Its a theme that Stone Fox Capital has backed with AAPL being one of the largest positions in the Growth and Hedged Growth portfolios this year. Also, Alvarion (ALVR) is a large position in the Growth portfolio that is highly reliant on the mobile internet theme though Cramer doesn't include it in the index. Guess they aren't has highly tied to the smartphone revolution, but still they are part of the revolution to make internet access mobile.
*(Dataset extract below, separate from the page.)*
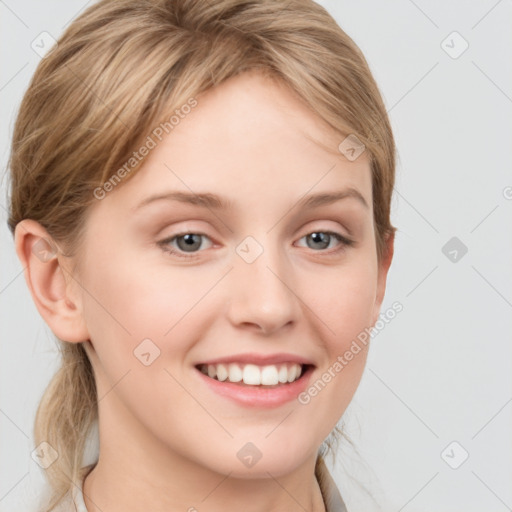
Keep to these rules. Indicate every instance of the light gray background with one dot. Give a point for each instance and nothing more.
(441, 370)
As far as the stocks, we're not overly familiar with some of the equipment and component companies, but for the most part we don't find the same level of value in these stocks as other sectors that haven't rebounded completely from the crisis. This sector would likely be considered cheap on historical terms, but not cheap for this period. Some of the more intriguing stocks like XLNX and ONNN already have PE multiples for next year in the 15-18 range. The estimates may turn out to be horribly low, but on a relative basis I'm going to just stick with AAPL and ALVR for now. Our portfolios are also heavily invested in Baidu (BIDU) and Riverbed Technology (RVBD) that leaves very little room for more tech exposure.